Templated friend classes

R

Ralf Goertz

Hi,

while I was redesigning some of my programs to have them resemble cool
C++ code my compiler gave me a hard time. For instance, I use a
templated base class and two derived classes. These need to know about
each others private internals so that I decided to make them friends of
each other. But in order to do that I need a forward declaration of one
of the classes. I couldn't find out how to do that correctly. The code
below doesn't compile, g++ says "error: template argument required for
'struct Derived2'". But if I do it like in (**) it says "error:
'Derived2' is not a template". I tried almost all word permutations of

friend template class Derived2<T>

for line (*) but I had no success. So I ended up making both classes
public which is bad. What is the correct way of doing this?

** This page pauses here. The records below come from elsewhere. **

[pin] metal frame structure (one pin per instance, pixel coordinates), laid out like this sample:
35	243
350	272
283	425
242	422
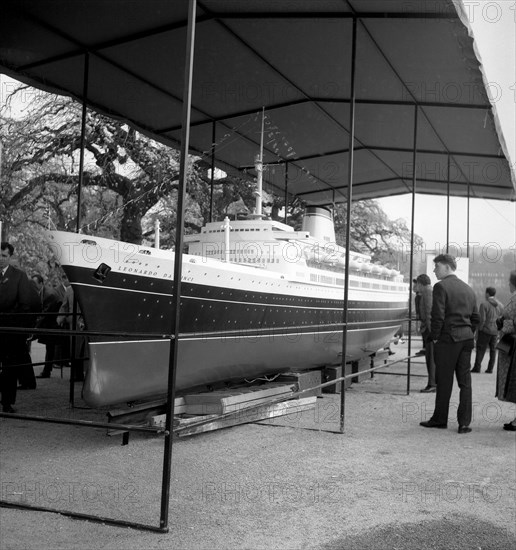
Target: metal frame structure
175	342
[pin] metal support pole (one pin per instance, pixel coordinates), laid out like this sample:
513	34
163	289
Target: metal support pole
73	342
348	221
448	207
286	190
414	180
181	195
212	178
467	221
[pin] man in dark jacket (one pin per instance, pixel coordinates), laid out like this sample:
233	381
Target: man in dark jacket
17	298
454	320
487	333
424	288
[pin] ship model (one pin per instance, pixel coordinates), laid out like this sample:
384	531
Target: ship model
257	298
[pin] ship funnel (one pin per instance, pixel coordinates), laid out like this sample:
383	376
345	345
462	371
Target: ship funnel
319	222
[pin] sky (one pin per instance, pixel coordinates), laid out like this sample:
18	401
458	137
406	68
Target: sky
492	223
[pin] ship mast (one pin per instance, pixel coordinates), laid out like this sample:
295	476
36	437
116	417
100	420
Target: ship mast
258	165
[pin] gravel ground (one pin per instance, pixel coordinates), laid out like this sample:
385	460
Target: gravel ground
290	483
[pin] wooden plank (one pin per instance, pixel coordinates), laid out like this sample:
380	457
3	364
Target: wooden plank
247	416
141	412
234	399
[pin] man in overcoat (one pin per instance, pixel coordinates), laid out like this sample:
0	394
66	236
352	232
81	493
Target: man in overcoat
454	320
17	296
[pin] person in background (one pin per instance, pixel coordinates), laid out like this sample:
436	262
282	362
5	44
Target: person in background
50	304
490	309
18	297
424	287
65	321
506	371
417	302
453	324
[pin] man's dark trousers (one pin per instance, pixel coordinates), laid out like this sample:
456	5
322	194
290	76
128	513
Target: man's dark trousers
453	358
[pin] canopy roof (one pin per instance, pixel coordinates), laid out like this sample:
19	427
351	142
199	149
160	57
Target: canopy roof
294	59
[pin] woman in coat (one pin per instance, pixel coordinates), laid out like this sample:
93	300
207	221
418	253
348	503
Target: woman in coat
506	372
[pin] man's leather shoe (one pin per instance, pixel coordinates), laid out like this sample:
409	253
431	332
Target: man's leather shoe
432	424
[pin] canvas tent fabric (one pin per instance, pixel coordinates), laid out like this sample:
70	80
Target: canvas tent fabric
294	60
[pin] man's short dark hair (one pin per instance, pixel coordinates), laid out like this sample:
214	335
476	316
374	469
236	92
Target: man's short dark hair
446	259
7	246
423	279
38	278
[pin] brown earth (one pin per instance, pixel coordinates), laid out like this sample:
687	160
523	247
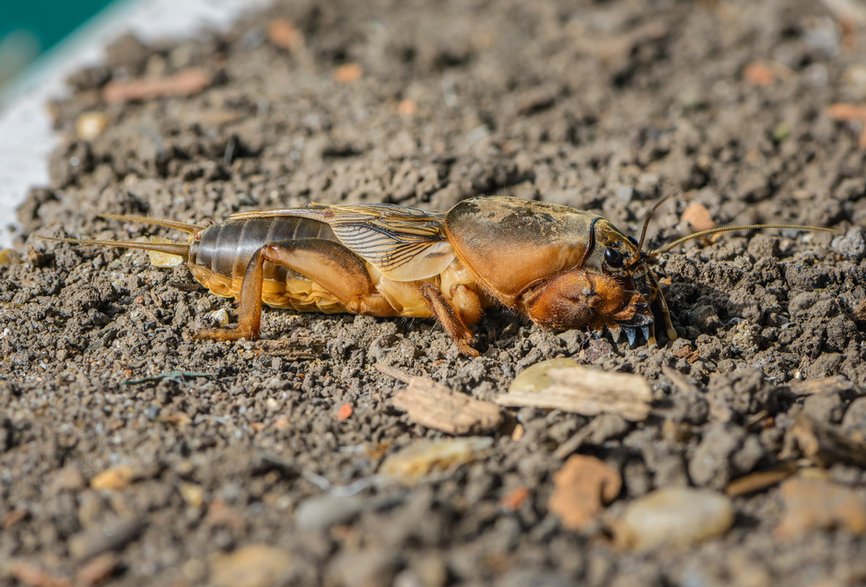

template <class ID_TYPE> class Base
{
ID_TYPE id;
};

template <class T> class Derived1: public Base<T>
{
friend class Derived2; // (*)
};

template <class T> class Derived2: public Base<T>
{
friend class Derived1<T>; (**)
};

int main()
{
Derived1<int> d1;
return 0;
}
 
K

kwikius

Ralf said:
Hi,

while I was redesigning some of my programs to have them resemble cool
C++ code my compiler gave me a hard time. For instance, I use a
templated base class and two derived classes. These need to know about
each others private internals so that I decided to make them friends of
each other. But in order to do that I need a forward declaration of one
of the classes. I couldn't find out how to do that correctly. The code
below doesn't compile, g++ says "error: template argument required for
'struct Derived2'". But if I do it like in (**) it says "error:
'Derived2' is not a template". I tried almost all word permutations of

friends and templates are weird.

Anyone following works in VC8 and IIRC gcc4. But I think there are
issues e.g different namespace that can screw things up in gcc ans
sometimes VC and gcc dont agree on syntax


template <class T > class Derived;

template <class ID_TYPE> class Base
{
ID_TYPE id;

private:
friend class Derived<ID_TYPE>;
int dummy;
};

template <class T> class Derived: public Base<T>
{
// (*)
// check it allows access
public:
Derived(){ Base<T>::dummy = 1;}
};



int main()
{
Derived<int> d1;
return 0;
}
 
R

Ralf Goertz

Victor said:
I would hope that the syntax

template<class T> class Derived1: public Base<T>
{
...
template<> friend class Derived2<T>;
};

or

template<class T> class Derived1: public Base<T>
{
...
template friend class Derived2<T>;
};

would work, but IIRC they don't.

Yes, you're right, they don't. At least not with my compiler. Is there a
reason for this? I also tried to use a forward declaration of Derived2
before the definition of Derived1 but obviously, those declaration
aren't allowed for templated classes, either. Again, I don't see why. If
a non-templated class is used in a forward definition, the compiler also
doesn't know what types are in that class.

Ralf
 
R

Ralf Goertz

kwikius said:
template <class T > class Derived;

Ah, that's the trick. I thought I'd need to specify that Derived2 is
derived from "Base".

Thanks,

Ralf
 
R

Ralf Goertz

Ralf Goertz wrote:

I also tried to use a forward declaration of Derived2 before the
definition of Derived1 but obviously, those declaration aren't allowed
for templated classes, either.

That's nonsense. I didn't do it right (I added the ": public Base<T>"
part to the forwarding declaration). Sorry for the noise.

Ralf
 

Ask a Question

Want to reply to this thread or ask your own question?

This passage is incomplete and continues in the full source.